The book, produced in conjunction with the Imperial War Museum, boasts 150 rare maps from the museum’s archives, many of which have not seen the light of day in more than 90 years.
When, in 1914, the war plans of the great powers fell to pieces and trench warfare took hold, precise information about the enemy’s rear areas, artillery positions and strongpoints were required if the deadlock was to be broken.
This required the production of maps, produced with the aid of aerial observation, which throughout the war became an integrated part of the ‘weapon’s system’ each side employed and, according to Chasseaud, was a revolution in military affairs.
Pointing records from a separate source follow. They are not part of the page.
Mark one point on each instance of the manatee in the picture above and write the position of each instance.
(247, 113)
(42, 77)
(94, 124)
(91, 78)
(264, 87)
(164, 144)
This is a really impressive book which covers a previously understudied aspect of the Great War in an analytical and succinct way.
The maps which feature in the book are as varied as they are rare. Including trench maps from 1:40,000 scale to the immensely detailed 1:10,000 developed to aid pin-pointing the exact location of enemy strongpoints, breastworks and machine-gun nests.
There are extracts of maps from period magazines and newspapers from all nations such as a reproduction from the Daily Mail in 1919 of Zeppelin and air attacks on London.
The book not only covers the more well-known offensives at Ypres and the Somme but also how maps were used in the lesser-known theatres such as the Eastern and Italian Fronts as well as fighting in Mesopotamia, Gallipoli and naval actions across the globe.
This book would be an investment well worth making for anyone who wanted to understand the war from a different, but intriguing, angle.